Porto Alegre Diary IV, Another Left is Possible

Porto Alegre. In the waning days of any large anti-globalization event, talk turns naturally to accomplishments: what is it we’ve done here and where do we go next? To this end, reams of documents (fondly referred to as “documentados”) have been produced, proposals proposed, methodologies reviewed and offical texts released. But the real accomplishment of this, the third World Social Forum, is not to be found in these words, translated into multiple languages. The magic of this gathering has been far more ethereal, the kind of spark and energy produced when some 100,000 people come together around an idea.

What was created here was a kind of civil society, a term so often bandied about–abused really–but rarely experienced. The overwhelming majority of people who came to Porto Alegre were not seasoned veterans of the anti-globalization circuit (most were attending their first social forum). Nor were they political movers and shakers. They came here out of curiousity and to explore a possibility. People packed into theaters to hear streamed testimony from newly-freed death row inmates in Illinois. They crammed into classrooms to learn about the war on Iraq, the privatization of water, and what globalization will mean for them.

It may sound vague (“simpleminded” was the description that one American lent to the event) ; far more time was devoted to talking about demands than to figuring out how to make them. But for once, the phrase “another world is possible” seemed like more than trite globo talk; we were watching it unfold here. As in the US, much of public life in Brazil has been eroded by privatization, income inequality and a relentless process of malling. There are few places where ordinary Brazilians of all walks of life can simply go to mingle together. “Public life has moved behind walls and gates,” explained my friend Gianpaolo, a sociologist who grew up in Porto Alegre and now lives in the US. For five days, though, Brazilians and the people who’d traveled from countries all over the world to join them took that world back.

Not everyone in attendance was satisfied with the breezy solidarity that ruled the day. Some in the crowd wanted rigor, lots and lots of rigor. On the Brazilian left, the award for “best display of militancy”goes to the PSTU, or the United Socialist Workers Party. The party held hourly rallies during the forum condeming Bush and Sharon and effectively utilizing the march as just another means of transportation. The PSTU also had one of the best chants of the entire event, roughly translated as ‘Bush, assassin, go back to the place where your whore of a mother gave birth to you.’

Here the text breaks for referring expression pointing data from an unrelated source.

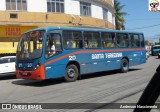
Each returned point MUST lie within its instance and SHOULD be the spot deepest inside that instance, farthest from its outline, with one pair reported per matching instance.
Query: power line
(145, 27)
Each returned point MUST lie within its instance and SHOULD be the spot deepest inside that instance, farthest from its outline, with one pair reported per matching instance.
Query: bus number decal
(72, 57)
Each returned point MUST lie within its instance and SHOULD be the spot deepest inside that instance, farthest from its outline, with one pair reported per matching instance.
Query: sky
(140, 19)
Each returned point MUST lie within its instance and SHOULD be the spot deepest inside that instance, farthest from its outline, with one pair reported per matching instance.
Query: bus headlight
(37, 66)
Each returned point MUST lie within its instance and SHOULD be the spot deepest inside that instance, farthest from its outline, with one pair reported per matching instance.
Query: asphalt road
(106, 87)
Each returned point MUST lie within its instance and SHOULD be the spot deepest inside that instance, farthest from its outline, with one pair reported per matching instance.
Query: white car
(7, 65)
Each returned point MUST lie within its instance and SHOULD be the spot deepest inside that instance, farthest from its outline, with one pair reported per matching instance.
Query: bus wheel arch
(124, 67)
(72, 71)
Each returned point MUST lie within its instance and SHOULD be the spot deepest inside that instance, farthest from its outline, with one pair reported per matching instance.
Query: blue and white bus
(54, 52)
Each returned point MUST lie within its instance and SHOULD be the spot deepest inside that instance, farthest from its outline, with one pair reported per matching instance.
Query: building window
(20, 5)
(85, 9)
(72, 39)
(105, 14)
(55, 6)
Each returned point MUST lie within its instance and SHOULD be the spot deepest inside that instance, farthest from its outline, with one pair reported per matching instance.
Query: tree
(119, 15)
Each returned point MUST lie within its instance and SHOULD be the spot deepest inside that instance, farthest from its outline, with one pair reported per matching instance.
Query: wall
(2, 4)
(37, 5)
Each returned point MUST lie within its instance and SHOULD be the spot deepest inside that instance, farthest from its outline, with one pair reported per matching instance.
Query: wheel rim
(71, 73)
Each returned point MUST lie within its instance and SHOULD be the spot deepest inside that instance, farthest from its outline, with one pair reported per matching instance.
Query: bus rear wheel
(71, 73)
(124, 65)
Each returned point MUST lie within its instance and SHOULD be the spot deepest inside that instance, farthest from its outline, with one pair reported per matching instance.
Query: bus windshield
(30, 45)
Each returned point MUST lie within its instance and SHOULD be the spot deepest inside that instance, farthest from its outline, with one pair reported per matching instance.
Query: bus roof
(81, 29)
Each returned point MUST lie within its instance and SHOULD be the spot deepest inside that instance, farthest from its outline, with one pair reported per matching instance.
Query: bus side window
(53, 45)
(72, 39)
(141, 40)
(122, 40)
(108, 40)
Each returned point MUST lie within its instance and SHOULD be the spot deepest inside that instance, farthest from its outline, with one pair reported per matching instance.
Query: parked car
(7, 65)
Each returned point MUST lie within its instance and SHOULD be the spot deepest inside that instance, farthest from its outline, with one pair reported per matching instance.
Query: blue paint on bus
(46, 53)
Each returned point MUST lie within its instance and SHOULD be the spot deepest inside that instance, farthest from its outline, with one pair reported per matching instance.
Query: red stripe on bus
(90, 51)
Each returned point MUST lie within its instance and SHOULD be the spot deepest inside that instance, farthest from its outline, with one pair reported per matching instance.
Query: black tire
(124, 65)
(71, 73)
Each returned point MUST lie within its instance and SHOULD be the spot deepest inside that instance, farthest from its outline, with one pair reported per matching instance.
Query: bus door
(53, 48)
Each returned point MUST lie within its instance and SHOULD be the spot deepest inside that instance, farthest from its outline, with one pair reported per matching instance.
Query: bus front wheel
(124, 65)
(71, 73)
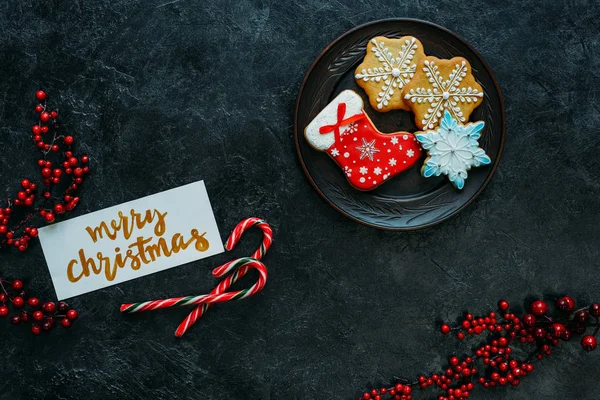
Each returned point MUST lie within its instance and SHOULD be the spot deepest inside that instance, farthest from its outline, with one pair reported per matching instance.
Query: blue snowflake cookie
(452, 149)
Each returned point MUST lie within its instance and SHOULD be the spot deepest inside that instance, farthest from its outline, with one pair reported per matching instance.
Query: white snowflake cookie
(387, 67)
(440, 85)
(452, 149)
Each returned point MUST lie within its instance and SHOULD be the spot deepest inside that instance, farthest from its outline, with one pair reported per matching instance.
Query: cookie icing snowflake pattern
(440, 85)
(344, 131)
(387, 67)
(452, 149)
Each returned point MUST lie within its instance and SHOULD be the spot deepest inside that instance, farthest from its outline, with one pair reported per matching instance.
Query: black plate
(407, 201)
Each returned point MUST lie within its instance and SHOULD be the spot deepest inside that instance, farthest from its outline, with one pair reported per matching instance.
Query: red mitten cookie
(367, 156)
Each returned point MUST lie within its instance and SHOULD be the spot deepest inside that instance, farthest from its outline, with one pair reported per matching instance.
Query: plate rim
(494, 166)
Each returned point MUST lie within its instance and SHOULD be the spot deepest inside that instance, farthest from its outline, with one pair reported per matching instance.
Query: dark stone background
(163, 93)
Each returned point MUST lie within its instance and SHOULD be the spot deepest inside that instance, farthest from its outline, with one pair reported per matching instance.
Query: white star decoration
(453, 149)
(394, 72)
(367, 149)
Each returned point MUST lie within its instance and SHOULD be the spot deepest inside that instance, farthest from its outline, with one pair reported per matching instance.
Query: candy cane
(209, 298)
(233, 240)
(240, 267)
(242, 227)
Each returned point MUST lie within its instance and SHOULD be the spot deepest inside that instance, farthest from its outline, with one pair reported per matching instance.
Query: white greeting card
(130, 240)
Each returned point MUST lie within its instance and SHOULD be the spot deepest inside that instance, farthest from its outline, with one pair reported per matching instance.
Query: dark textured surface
(163, 93)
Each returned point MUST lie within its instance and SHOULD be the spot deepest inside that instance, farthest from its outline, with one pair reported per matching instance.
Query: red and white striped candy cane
(250, 263)
(242, 227)
(240, 267)
(234, 238)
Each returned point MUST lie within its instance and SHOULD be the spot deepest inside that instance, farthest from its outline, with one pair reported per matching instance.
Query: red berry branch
(42, 317)
(493, 364)
(62, 174)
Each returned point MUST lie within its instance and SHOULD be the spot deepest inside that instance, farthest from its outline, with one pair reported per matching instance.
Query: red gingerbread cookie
(367, 157)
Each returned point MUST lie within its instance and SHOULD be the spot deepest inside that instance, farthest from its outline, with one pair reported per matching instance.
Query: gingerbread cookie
(452, 149)
(387, 67)
(367, 157)
(440, 85)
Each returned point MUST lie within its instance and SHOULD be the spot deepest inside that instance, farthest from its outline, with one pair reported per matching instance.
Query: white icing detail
(328, 116)
(452, 149)
(353, 127)
(367, 150)
(443, 94)
(393, 72)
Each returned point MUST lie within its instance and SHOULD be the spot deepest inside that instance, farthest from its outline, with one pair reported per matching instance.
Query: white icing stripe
(328, 116)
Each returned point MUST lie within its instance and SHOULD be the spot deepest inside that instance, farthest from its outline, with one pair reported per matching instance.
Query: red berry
(582, 316)
(49, 307)
(37, 315)
(445, 329)
(565, 303)
(558, 330)
(18, 302)
(539, 308)
(49, 217)
(529, 319)
(62, 306)
(72, 314)
(589, 343)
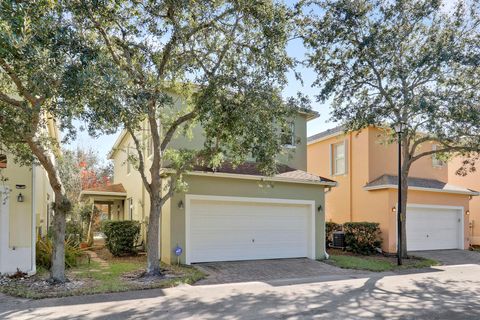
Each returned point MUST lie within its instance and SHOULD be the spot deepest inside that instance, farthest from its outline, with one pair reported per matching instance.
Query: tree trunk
(57, 271)
(403, 204)
(153, 232)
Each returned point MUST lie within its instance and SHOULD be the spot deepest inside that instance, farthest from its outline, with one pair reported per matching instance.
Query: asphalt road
(449, 292)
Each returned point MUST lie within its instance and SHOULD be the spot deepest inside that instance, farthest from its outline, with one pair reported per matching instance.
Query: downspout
(33, 265)
(350, 174)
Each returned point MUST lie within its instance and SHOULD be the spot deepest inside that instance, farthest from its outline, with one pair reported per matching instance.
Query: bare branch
(14, 102)
(141, 159)
(18, 83)
(174, 126)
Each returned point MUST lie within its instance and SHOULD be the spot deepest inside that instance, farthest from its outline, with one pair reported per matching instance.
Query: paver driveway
(447, 292)
(271, 271)
(450, 257)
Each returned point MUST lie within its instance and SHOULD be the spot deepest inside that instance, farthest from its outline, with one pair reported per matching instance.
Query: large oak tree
(36, 62)
(406, 62)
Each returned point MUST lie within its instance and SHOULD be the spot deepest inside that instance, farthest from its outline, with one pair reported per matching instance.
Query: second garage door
(430, 228)
(231, 229)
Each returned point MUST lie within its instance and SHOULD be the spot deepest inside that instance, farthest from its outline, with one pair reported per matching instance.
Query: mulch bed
(411, 260)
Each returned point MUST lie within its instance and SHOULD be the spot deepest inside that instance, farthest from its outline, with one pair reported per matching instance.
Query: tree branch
(174, 126)
(18, 83)
(141, 159)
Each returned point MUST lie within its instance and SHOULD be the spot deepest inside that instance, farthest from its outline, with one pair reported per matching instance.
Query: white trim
(117, 143)
(255, 177)
(393, 186)
(332, 135)
(461, 244)
(190, 197)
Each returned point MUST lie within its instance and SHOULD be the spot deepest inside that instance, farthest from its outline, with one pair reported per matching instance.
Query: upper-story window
(339, 159)
(288, 135)
(129, 164)
(3, 161)
(436, 162)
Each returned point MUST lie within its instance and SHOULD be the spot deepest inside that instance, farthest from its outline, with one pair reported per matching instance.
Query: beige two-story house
(230, 213)
(365, 167)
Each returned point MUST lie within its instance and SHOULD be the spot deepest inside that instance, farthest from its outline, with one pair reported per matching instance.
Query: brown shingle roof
(110, 188)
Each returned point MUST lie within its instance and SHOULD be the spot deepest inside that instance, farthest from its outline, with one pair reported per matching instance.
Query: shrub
(362, 237)
(121, 236)
(44, 249)
(330, 227)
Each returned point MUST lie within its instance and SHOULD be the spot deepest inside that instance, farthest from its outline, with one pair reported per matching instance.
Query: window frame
(130, 209)
(3, 161)
(292, 143)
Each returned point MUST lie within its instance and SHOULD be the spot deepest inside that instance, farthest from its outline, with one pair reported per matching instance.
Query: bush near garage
(121, 236)
(330, 228)
(362, 237)
(44, 248)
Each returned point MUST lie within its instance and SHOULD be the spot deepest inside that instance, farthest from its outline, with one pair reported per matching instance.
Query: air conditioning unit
(338, 240)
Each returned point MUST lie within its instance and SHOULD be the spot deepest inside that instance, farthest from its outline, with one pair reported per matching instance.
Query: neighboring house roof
(116, 190)
(391, 182)
(326, 134)
(309, 114)
(251, 169)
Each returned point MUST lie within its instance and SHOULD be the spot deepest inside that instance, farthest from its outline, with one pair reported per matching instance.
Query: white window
(149, 145)
(288, 135)
(339, 163)
(436, 162)
(129, 165)
(130, 208)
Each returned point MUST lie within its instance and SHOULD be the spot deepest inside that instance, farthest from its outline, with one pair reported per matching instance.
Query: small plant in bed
(115, 274)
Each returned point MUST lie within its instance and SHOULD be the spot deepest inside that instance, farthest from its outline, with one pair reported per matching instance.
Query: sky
(103, 144)
(295, 49)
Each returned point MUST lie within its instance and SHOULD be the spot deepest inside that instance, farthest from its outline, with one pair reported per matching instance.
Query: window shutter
(331, 158)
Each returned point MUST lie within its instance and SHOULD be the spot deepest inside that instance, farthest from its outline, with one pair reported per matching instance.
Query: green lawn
(377, 263)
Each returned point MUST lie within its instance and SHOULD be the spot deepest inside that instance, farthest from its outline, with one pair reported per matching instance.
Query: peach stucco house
(472, 181)
(365, 167)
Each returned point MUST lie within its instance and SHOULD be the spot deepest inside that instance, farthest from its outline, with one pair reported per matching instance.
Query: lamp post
(399, 130)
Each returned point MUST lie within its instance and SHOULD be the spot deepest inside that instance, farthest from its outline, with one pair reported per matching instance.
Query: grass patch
(378, 263)
(117, 275)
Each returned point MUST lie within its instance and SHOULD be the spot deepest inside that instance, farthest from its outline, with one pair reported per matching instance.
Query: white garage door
(220, 229)
(434, 229)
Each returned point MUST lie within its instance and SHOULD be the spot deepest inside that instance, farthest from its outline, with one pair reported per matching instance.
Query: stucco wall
(201, 185)
(472, 181)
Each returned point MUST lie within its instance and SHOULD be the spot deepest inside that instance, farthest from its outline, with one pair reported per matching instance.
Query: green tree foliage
(158, 68)
(406, 62)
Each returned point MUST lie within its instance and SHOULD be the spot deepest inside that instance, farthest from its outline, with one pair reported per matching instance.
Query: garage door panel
(433, 228)
(237, 230)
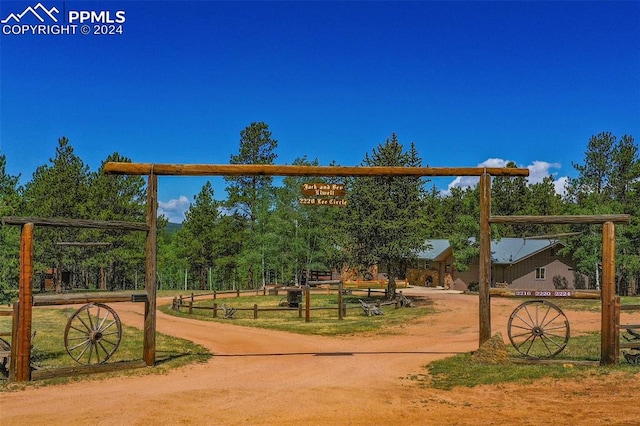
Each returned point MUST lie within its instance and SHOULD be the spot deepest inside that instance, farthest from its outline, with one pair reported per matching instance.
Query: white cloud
(174, 209)
(560, 185)
(538, 170)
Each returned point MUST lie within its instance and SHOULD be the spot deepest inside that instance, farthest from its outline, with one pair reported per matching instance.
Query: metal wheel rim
(538, 329)
(92, 334)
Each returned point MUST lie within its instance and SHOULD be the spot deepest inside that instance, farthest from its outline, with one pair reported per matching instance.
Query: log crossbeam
(291, 170)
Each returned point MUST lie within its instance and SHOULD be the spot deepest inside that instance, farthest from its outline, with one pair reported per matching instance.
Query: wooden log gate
(154, 170)
(485, 174)
(20, 367)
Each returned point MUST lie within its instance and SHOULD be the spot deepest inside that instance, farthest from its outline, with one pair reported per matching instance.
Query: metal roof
(503, 251)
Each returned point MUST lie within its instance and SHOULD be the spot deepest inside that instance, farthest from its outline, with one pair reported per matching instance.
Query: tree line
(259, 232)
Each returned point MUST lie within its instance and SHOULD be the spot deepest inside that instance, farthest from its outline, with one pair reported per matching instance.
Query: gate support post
(608, 332)
(485, 258)
(151, 255)
(23, 341)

From the North American left, the demands for diiscipline came from the Life After Capitalism contingent, a forum within the forum organized by Michael Albert and Z Magazine. While elsewhere in Porto Alegre, attendees were preoccupied with merely describing the world, Life After Capitalism was intended to present the way forward: a systematic exploration of what we want and how we can get it. The highlight of the gathering was to be a debate amongst political perspectives including socialism, anarchism, participatory democracy, and something called “par polity.” I sided with that, having never heard of it before.

But due to organizational snafus–namely that official forum information included nothing on the Life After Capitalism confab–few seemed to know how to find the way forward. Early sessions took place in cavernous auditoriums, while the sessions on political visions and the much anticipated debate took place in a location no one connected with official event seemed ever to have heard of.

Meanwhile, life during capitalism continued apace. Tens of thousands of forumistas milled about on the campus of Porto Alegre’s Catholic University, temporary home to perhaps the world’s single largest collection of leftist swag. Che’s visage could be seen everywhere, adorning tiny t-shirts and halter tops, buttons and berets. Lula was just as popular. Beautiful women tied their hair back with PT headscarves; their boyfriends wore the number 13, signifying the PT’s spot on the electoral ballot.

“There are so many attractive people on our side here,” mused one labor activist friend, taking in the scene. I nodded and pointed out that it wasn’t just the model good looks shared by so many of the “juventud” that distinguished the crowd from a left gathering in the US, but that so many people were smiling. “Do you think another left is possible?” he asked as we prepared to head north. “I hope so,” I said. “I really hope so.”